Professor Pinocchio claims that the height of an $n$-node Fibonacci heap is $O(\lg n)$. Show that the professor is mistaken by exhibiting, for any positive integer $n$, a sequence of Fibonacci-heap operations that creates a Fibonacci heap consisting of just one tree that is a linear chain of $n$ nodes.

  • Initialize: insert $3$ numbers then extract-min.
  • Iteration: insert $3$ numbers, in which at least two numbers are less than the root of chain, then extract-min. The smallest newly inserted number will be extracted and the remaining two numbers will form a heap whose degree of root is $1$, and since the root of the heap is less than the old chain, the chain will be merged into the newly created heap.

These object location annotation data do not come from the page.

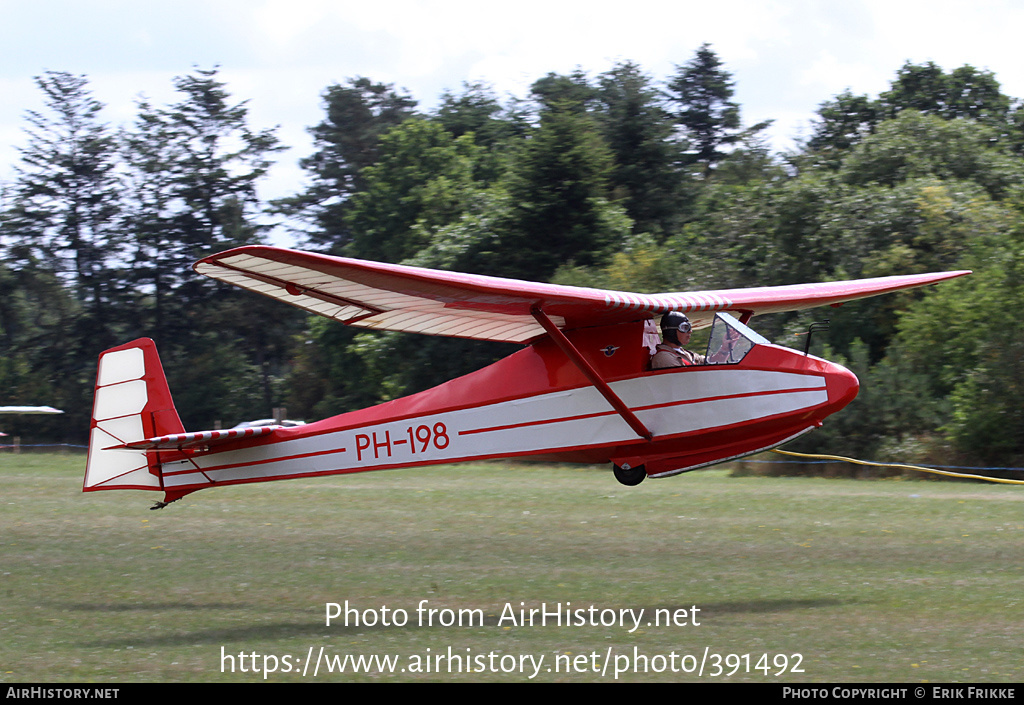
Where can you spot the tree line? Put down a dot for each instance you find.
(617, 180)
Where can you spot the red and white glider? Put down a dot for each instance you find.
(580, 390)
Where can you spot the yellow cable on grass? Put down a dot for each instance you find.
(901, 466)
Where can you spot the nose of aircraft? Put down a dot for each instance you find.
(842, 385)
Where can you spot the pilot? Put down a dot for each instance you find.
(676, 330)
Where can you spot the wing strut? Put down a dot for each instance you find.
(588, 370)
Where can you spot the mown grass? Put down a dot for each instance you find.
(867, 581)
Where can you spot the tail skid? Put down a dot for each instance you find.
(131, 402)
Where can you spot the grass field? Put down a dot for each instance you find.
(867, 581)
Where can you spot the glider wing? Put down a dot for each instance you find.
(396, 297)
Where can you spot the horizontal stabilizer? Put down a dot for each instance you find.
(196, 440)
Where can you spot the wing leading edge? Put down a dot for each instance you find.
(395, 297)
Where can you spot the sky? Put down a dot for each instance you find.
(786, 56)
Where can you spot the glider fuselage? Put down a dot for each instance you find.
(538, 404)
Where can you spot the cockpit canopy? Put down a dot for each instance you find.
(730, 340)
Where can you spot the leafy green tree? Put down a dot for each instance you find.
(841, 123)
(561, 208)
(64, 206)
(646, 177)
(702, 91)
(346, 141)
(423, 179)
(194, 168)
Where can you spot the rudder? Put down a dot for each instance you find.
(131, 402)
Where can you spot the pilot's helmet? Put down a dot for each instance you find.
(676, 321)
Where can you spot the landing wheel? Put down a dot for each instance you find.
(630, 475)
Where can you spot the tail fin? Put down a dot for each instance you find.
(132, 402)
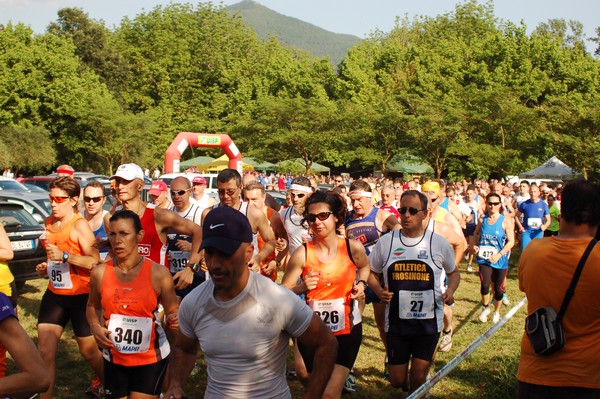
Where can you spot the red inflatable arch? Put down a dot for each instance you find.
(186, 139)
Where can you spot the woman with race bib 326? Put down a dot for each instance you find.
(334, 272)
(124, 298)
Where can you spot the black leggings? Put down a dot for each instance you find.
(348, 346)
(487, 275)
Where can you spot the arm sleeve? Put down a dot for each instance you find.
(375, 258)
(186, 316)
(299, 315)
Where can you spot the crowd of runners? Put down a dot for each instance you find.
(150, 286)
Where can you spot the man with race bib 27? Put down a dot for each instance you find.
(411, 261)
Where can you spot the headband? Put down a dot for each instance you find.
(298, 187)
(360, 193)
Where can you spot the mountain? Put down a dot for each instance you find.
(294, 32)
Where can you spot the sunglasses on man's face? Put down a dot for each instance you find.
(58, 199)
(92, 199)
(411, 210)
(311, 217)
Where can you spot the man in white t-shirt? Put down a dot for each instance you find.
(243, 322)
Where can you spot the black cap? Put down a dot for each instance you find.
(225, 229)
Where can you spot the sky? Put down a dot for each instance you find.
(356, 17)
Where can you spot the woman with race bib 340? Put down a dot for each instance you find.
(71, 250)
(334, 272)
(124, 298)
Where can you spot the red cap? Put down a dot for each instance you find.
(158, 187)
(199, 180)
(65, 169)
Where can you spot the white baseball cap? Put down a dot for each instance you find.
(129, 171)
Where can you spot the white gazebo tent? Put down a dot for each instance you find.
(552, 169)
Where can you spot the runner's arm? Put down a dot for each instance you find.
(183, 357)
(325, 347)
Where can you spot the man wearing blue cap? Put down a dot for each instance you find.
(243, 322)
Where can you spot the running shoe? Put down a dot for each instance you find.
(485, 312)
(95, 389)
(350, 384)
(496, 317)
(446, 342)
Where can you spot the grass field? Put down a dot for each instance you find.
(488, 373)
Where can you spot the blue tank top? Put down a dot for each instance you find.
(364, 230)
(444, 203)
(491, 241)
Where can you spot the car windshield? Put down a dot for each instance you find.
(11, 185)
(12, 217)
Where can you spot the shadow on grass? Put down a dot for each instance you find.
(495, 379)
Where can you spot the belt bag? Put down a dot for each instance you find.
(544, 331)
(544, 326)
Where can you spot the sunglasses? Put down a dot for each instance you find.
(311, 217)
(92, 199)
(412, 211)
(179, 193)
(58, 199)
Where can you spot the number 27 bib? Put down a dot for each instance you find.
(130, 334)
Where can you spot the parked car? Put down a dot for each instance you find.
(11, 184)
(34, 188)
(37, 204)
(24, 233)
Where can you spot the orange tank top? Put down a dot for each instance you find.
(66, 279)
(330, 299)
(261, 243)
(129, 310)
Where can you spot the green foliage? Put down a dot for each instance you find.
(467, 93)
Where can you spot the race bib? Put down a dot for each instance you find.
(178, 260)
(130, 334)
(416, 304)
(331, 312)
(59, 274)
(534, 223)
(486, 251)
(144, 250)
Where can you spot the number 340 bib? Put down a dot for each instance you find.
(130, 334)
(418, 305)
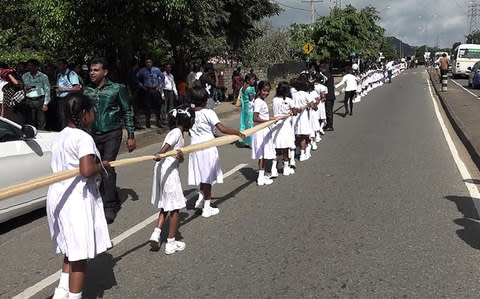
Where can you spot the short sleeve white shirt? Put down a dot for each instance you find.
(260, 107)
(205, 122)
(282, 106)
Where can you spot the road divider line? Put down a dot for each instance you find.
(31, 291)
(460, 85)
(466, 176)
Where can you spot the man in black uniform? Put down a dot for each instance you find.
(324, 68)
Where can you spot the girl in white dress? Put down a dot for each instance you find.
(303, 128)
(76, 219)
(283, 135)
(204, 166)
(167, 192)
(262, 141)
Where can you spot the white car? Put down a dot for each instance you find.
(24, 155)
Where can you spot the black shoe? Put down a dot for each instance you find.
(110, 215)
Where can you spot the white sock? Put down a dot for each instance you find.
(64, 281)
(274, 164)
(261, 174)
(74, 295)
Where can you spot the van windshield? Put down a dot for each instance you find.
(469, 53)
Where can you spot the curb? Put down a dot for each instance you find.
(456, 124)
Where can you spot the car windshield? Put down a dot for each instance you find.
(469, 53)
(8, 133)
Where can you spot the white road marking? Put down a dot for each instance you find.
(466, 176)
(464, 88)
(31, 291)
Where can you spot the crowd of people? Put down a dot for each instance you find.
(92, 113)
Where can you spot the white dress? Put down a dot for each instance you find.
(303, 126)
(314, 115)
(283, 135)
(167, 192)
(74, 206)
(321, 89)
(204, 166)
(262, 141)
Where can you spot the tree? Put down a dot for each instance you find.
(181, 30)
(274, 46)
(345, 31)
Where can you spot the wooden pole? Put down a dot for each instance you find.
(28, 186)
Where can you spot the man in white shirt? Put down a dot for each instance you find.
(350, 82)
(170, 93)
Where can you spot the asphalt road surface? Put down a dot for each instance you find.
(380, 210)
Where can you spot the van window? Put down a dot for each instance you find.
(469, 53)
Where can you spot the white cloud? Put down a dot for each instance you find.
(416, 22)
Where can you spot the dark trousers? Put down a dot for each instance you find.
(34, 113)
(108, 145)
(152, 101)
(61, 117)
(348, 101)
(169, 100)
(329, 113)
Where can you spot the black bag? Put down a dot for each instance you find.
(12, 95)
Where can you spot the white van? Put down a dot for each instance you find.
(464, 57)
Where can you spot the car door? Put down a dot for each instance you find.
(22, 160)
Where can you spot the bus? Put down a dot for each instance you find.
(464, 57)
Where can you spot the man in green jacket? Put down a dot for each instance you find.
(112, 111)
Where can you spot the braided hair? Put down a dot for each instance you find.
(76, 103)
(181, 116)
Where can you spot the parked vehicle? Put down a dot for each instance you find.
(474, 75)
(25, 154)
(463, 57)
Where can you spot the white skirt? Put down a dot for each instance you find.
(76, 219)
(204, 167)
(303, 126)
(321, 111)
(283, 135)
(167, 192)
(262, 145)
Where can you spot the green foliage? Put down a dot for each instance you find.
(345, 31)
(272, 47)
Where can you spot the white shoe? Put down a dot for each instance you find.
(293, 163)
(274, 173)
(209, 211)
(172, 247)
(264, 181)
(288, 171)
(200, 201)
(60, 293)
(155, 240)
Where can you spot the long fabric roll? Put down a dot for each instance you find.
(28, 186)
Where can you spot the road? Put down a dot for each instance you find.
(380, 210)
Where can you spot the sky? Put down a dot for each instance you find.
(416, 22)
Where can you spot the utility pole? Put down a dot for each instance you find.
(473, 14)
(312, 8)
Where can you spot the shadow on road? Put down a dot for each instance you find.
(470, 233)
(100, 275)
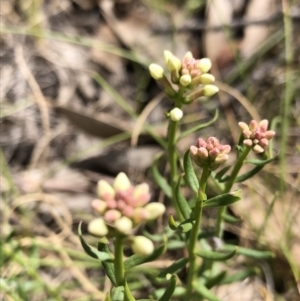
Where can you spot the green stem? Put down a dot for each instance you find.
(221, 210)
(172, 155)
(192, 273)
(119, 264)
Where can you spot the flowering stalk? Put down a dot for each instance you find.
(195, 232)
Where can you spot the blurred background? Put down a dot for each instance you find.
(78, 105)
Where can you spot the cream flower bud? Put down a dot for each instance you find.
(105, 191)
(142, 245)
(185, 80)
(97, 227)
(155, 210)
(176, 114)
(210, 90)
(204, 65)
(121, 182)
(124, 225)
(156, 71)
(206, 79)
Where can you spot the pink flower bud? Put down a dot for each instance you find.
(105, 191)
(112, 215)
(121, 182)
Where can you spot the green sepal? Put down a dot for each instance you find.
(239, 276)
(172, 223)
(215, 280)
(136, 259)
(224, 199)
(205, 292)
(173, 268)
(160, 180)
(199, 126)
(170, 289)
(190, 175)
(91, 251)
(216, 256)
(117, 293)
(220, 174)
(181, 201)
(128, 294)
(249, 252)
(108, 266)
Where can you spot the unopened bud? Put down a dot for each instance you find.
(204, 65)
(185, 80)
(123, 225)
(142, 245)
(105, 191)
(210, 90)
(121, 182)
(206, 79)
(156, 71)
(176, 114)
(155, 210)
(97, 227)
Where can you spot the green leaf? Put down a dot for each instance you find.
(117, 293)
(174, 267)
(205, 292)
(223, 199)
(170, 289)
(136, 259)
(108, 266)
(190, 175)
(215, 280)
(128, 294)
(181, 201)
(249, 252)
(186, 225)
(91, 251)
(239, 276)
(231, 219)
(199, 126)
(216, 256)
(160, 180)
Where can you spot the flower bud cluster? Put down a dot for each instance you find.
(122, 206)
(210, 153)
(256, 135)
(188, 74)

Finally we should delete the node which contains the largest number of the 3 inserted numbers.

19.4-2

Suppose we generalize the cascading-cut rule to cut a node $x$ from its parent as soon as it loses its $k$th child, for some integer constant $k$. (The rule in Section 19.3 uses $k = 2$.) For what values of $k$ is $D(n) = O(\lg n)$?

Following the proof of lemma 19.1, if $x$ is any node if a Fibonacci heap, $x.degree = m$, and $x$ has children $y_1, y_2, \ldots, y_m$, then $y_1.degree \ge 0$ and $y_i.degree \ge i - k$. Thus, if $s_m$ denotes the fewest nodes possible in a node of degree $m$, then we have $s_0 = 1, s_1 = 2, \ldots, s_{k - 1} = k$ and in general, $s_m = k + \sum_{i = 0}^{m - k} s_i$. Thus, the difference between $s_m$ and $s_{m - 1}$ is $s_{m - k}$.

Let $\{f_m\}$ be the sequence such that $f_m = m + 1$ for $0 \le m < k$ and $f_m = f_{m - 1} + f_{m - k}$ for $m \ge k$.

If $F(x)$ is the generating function for $f_m$ then we have $F(x) = \frac{1 - x^k}{(1 - x)(1 - x - x^k)}$. Let $\alpha$ be a root of $x^k = x^{k - 1} + 1$. We'll show by induction that $f_{m + k} \ge \alpha^m$. For the base cases:

$$ \begin{aligned} f_k & = k + 1 \ge 1 = \alpha^0 \\ f_{k + 1} & = k + 3 \ge \alpha^1 \\ & \vdots \\ f_{k + k} & = k + \frac{(k + 1)(k + 2)}{2} = k + k + 1 + \frac{k(k + 1)}{2} \ge 2k + 1+\alpha^{k - 1} \ge \alpha^k. \end{aligned} $$

In general, we have

$$f_{m + k} = f_{m + k - 1} + f_m \ge \alpha^{m - 1} + \alpha^{m - k} = \alpha^{m - k}(\alpha^{k - 1} + 1) = \alpha^m.$$

Next we show that $f_{m + k} = k + \sum_{i = 0}^m f_i$. The base case is clear, since $f_k = f_0 + k = k + 1$. For the induction step, we have

$$f_{m + k} = f_{m - 1 - k} + f_m = k \sum_{i = 0}^{m - 1} f_i + f_m = k + \sum_{i = 0}^m f_i.$$

Observe that $s_i \ge f_{i + k}$ for $0 \le i < k$. Again, by induction, for $m \ge k$ we have

$$s_m = k + \sum_{i = 0}^{m - k} s_i \ge k + \sum_{i = 0}^{m - k} f_{i + k} \ge k + \sum_{i = 0}^m f_i = f_{m + k}.$$

So in general, $s_m \ge f_{m + k}$. Putting it all together, we have

$$ \begin{aligned} size(x) & \ge s_m \\ & \ge k + \sum_{i = k}^m s_{i - k} \\ & \ge k + \sum_{i = k}^m f_i \\ & \ge f_{m + k} \\ & \ge \alpha^m. \end{aligned} $$

Taking logs on both sides, we have

$$\log_\alpha n \ge m.$$

In other words, provided that $\alpha$ is a constant, we have a logarithmic bound on the maximum degree.